Human Capital

Will Tanner, Guy Miscampbell, James Blagden
July 3, 2019
Human Capital

On Wednesday 3rd July 2019 we publish Human Capital by Will Tanner, Guy Miscampbell and James Blagden. The report sets out how technological change will entrench Britain’s regional and political divisions unless the next Prime Minister pursues radical policies to retrain millions of workers.

You can read the full report here

While most studies of automation have focused on the number of jobs at risk from robots, this report examines which people and places are most likely to be hardest hit by automation. The results clearly show that technological change is compounding society’s divisions, with dire political consequences:

● Low skilled workers are much more likely to suffer from automation. More than a quarter (27.5%) of workers with low or no skills are employed in roles that have shrunk in the past six years and likely to be automated in the future.

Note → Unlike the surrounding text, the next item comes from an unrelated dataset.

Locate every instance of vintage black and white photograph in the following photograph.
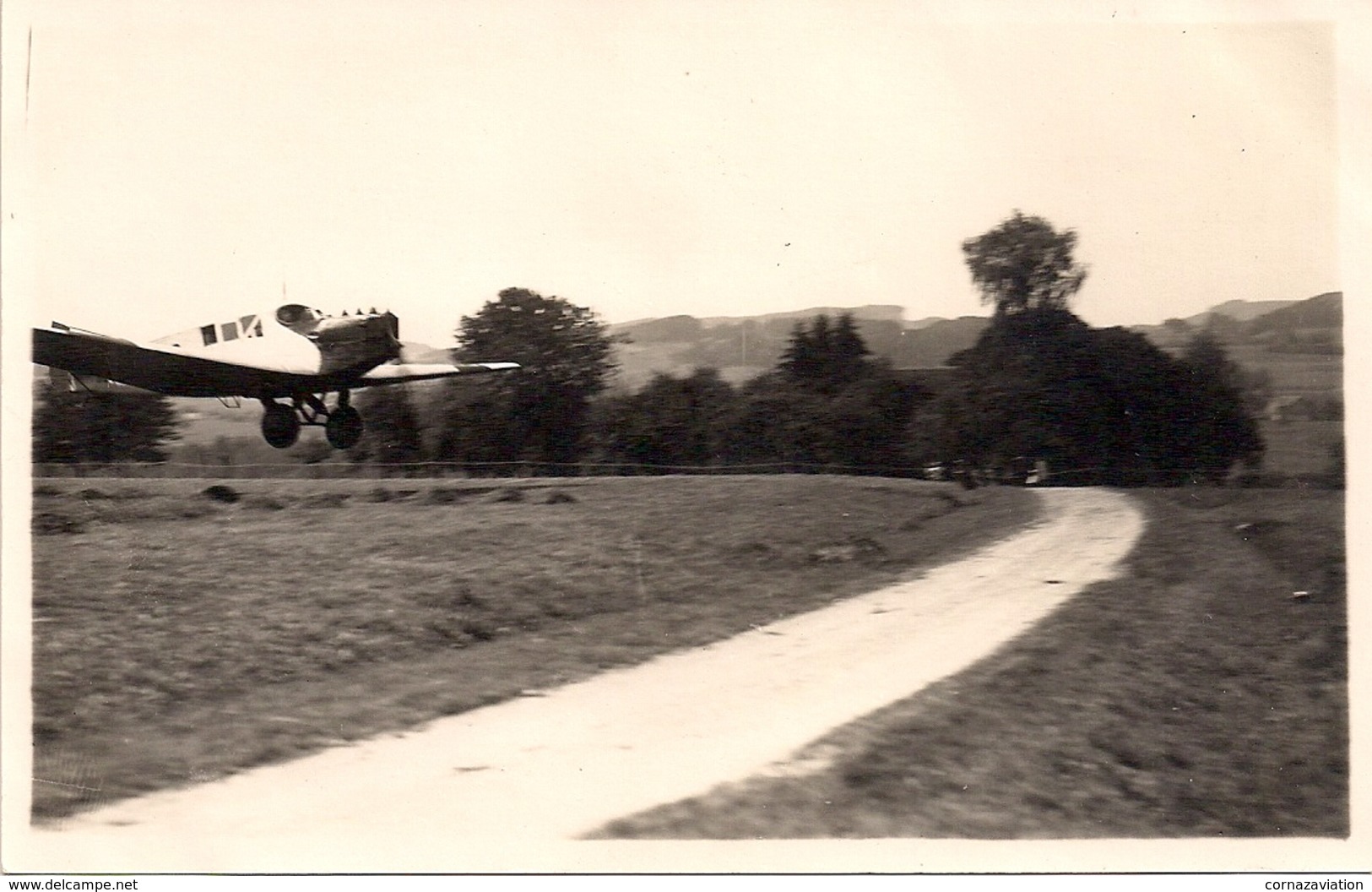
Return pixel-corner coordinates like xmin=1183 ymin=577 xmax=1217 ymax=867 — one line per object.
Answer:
xmin=3 ymin=0 xmax=1372 ymax=874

● These workers are overwhelmingly located in areas that are already struggling. The ten local authorities where people are most at risk of automation are fewer than 60% as economically productive as the ten least at-risk areas. Fewer than 10% of the population of the City of London work in declining industries, compared to up to a quarter in places like Knowsley, Stoke-on-Trent and Merthyr Tydfil.

● At-risk workers are more likely to be women and from an ethnic minority. Only 2 in 10 women work in industries with growing employment, compared to 4 in 10 men. Regardless of how educated they are, black women are less likely than any other group to be working in a growth industry.

● Local areas with high automation risk are statistically far more likely to have voted Leave in 2016. Of the 50 local authority areas with most risk of automation, 48 voted for Leave in the 2016 Referendum and 43 voted for the Brexit Party in the European Elections in May. The list of areas most affected by automation includes many of the likely target seats for the Brexit Party in a future General Election, such as Corby, Boston and Skegness, Great Grimsby and Mansfield.

● Of the 50 local authority areas most insulated from automation risk, 42 voted Remain in the 2016 Referendum and 28 voted for the Liberal Democrats in the European Elections in May.

Data visualisation highlights the 2016 Leave Vote, the risk of automation and the Brexit vote in the 2019 European election.

The UK already has some of the biggest skills gaps in the developed world: nearly a third of workers (30%), equivalent to 8.5 million people, are classified as low skilled and the UK ranked 20th out of 33 countries in the OECD for low skills. Since 2011, skills spending by employers per trainee has fallen by 17% in real terms and adult learning participation in the UK is lower than it has been in two decades. This is particularly acute among the largest firms: companies with more than 100 employees spend on average £4,000 less per trainee than firms with 2-4 employees.

Exclusive polling for the report finds that despite 64% of people believe that computers or robots will do much of the work done by humans and 57% saying they think that people will struggle to find employment because of automation, only 21% of workers have gained a new skill in the last year and 23% have never gained a new skill to progress in work.

The report calls on the new Prime Minister to embrace a series of bold reforms to tackle Britain’s long tail of low skills and help people and places at risk of automation, including:

● The introduction of a new Retraining Tax Credit, targeted at low skilled workers, to encourage firms to invest in human capital and boost productivity. This would cost an estimated £0.9 billion per year and could train up to 1.5 million low-skilled workers over five years.

● The National Retraining Scheme should be used to provide a ‘right to retrain’ for at-risk workers, helping them transition into jobs that will not be threatened by automation, funded by a new £1 billion retraining fund paid for through the apprenticeship levy.

● Using repatriated EU Structural Funds from the Shared Prosperity Fund to attract high growth, low risk employment to parts of the country at risk of automation or industrial decline. This could draw on up to £2.4 billion in annual funding, using tax breaks and retraining investment to turbocharge deprived areas, as with Sunderland in the 1980s and Siemens in the 2010s.